La mujer del tranvía

"Ella no tenía derecho a pedirle nada, pero esa vida nómada que él llevaba, de la casa de un amigo a la de otro, pagando la estancia con sus cuadros, que era mejor que hacerlo con dinero, se parecía demasiado al vacío o a soñar despierta"

Noemí Sabugal (texto) / Pablo J. Casal (foto)
27/07/2016
 Actualizado a 02/09/2019
Una mujer viaja en tranvía en la Doktor-Karl-Renner-Ring, frente al edificio del Parlamento, en Viena. | PABLO J. CASAL
Una mujer viaja en tranvía en la Doktor-Karl-Renner-Ring, frente al edificio del Parlamento, en Viena. | PABLO J. CASAL

Le había dicho que se fuera con él, que no lo pensara tanto. Que la vida es corta y hay que disfrutarla. Que juntos estarían bien, viajarían, pasearían y beberían buen vino, harían sólo aquello que les apeteciera en cada momento, sin preocuparse de nada.


Y ella le había contestado que no.


No, le dijo. No tengo veinte años, le dijo. No estoy preparada para algo así, le dijo. Y desvió la mirada.
Precisamente porque no tienes veinte años deberías venir, afirmó él. Así que ¿por qué? ¿Por qué no vienes?


Ella no había respondido.


Ahora, en el tranvía que la lleva de vuelta a casa, a su piso grande y luminoso, tan cómodo y vacío, si tuviera que contestar a la pregunta con sinceridad diría: «por miedo». No voy contigo por miedo, le diría. No me atrevo a dar este paso porque en toda mi vida no me he atrevido a dar un paso valiente, le diría. Porque siempre he hecho lo que se suponía que debía hacer y ahora no sé hacer lo que yo quiero, le diría.


Él seguramente lo entiende ya. Lo sabe aunque ella no se lo haya dicho.


Puedo esperar a que te decidas. Puedo esperar un par de meses, tres, cuatro, pero la vida es corta. Ya sabes cómo pienso, le dijo, por último.

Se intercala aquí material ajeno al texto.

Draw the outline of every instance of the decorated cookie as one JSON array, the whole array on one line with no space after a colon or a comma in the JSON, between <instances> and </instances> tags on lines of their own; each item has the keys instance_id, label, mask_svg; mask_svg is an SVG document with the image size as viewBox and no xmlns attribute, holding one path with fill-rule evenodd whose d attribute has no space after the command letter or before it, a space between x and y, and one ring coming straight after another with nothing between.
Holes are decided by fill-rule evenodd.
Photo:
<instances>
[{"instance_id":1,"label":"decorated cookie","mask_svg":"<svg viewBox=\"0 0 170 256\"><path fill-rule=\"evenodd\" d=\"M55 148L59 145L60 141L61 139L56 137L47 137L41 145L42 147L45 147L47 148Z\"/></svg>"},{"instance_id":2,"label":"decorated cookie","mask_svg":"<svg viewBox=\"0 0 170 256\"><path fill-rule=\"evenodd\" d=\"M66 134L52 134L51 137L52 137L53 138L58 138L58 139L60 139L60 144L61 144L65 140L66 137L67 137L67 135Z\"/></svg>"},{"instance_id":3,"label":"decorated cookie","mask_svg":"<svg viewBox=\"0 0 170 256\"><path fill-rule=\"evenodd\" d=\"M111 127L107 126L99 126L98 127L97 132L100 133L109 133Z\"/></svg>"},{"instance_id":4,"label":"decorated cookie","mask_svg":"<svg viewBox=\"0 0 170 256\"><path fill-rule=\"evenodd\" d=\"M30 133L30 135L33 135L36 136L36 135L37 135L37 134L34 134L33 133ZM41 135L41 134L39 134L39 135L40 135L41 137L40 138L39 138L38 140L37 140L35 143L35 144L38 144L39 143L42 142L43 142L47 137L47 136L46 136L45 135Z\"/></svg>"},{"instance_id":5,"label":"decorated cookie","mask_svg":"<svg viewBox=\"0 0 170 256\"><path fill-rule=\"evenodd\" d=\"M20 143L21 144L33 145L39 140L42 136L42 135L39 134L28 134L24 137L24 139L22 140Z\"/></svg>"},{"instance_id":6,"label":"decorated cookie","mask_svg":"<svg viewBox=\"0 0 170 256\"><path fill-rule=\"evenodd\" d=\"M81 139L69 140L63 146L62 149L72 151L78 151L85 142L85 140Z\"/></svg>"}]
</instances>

Lo comprendía. Ella no tenía derecho a pedirle nada, pero esa vida nómada que él llevaba, de la casa de un amigo a la de otro, pagando la estancia con sus cuadros, que era mejor que hacerlo con dinero, se parecía demasiado al vacío, o a soñar despierta.


Él se iba a Mallorca mañana, a pintar el mar, y en unos meses tal vez estuviera en Estambul o en Barbados, o regresara a Moscú o aceptara finalmente la invitación de aquel marchante australiano, a saber.


¿Estaba ella preparada para una vida así? ¿Ella, que se había casado con quien debía, con Maximilian, el hombre más rutinario y aburrido del mundo, y que había tenido la mayor aventura de su vida justo ahora, pasados los sesenta y cinco, con él, ese loco pintor que había conocido en la casa de su primo hacía tres meses?


No. Le faltaban agallas, le faltaba la costumbre de ser libre, de dejarse llevar y no preguntar a nadie si debía hacer esto o lo otro.


¿Cómo dejar atrás todo ese miedo a vivir al que se había acostumbrado como un ciego a su bastón?¿Cómo se vivía a oscuras, sin una senda clara y trazada de antemano? No lo sabía.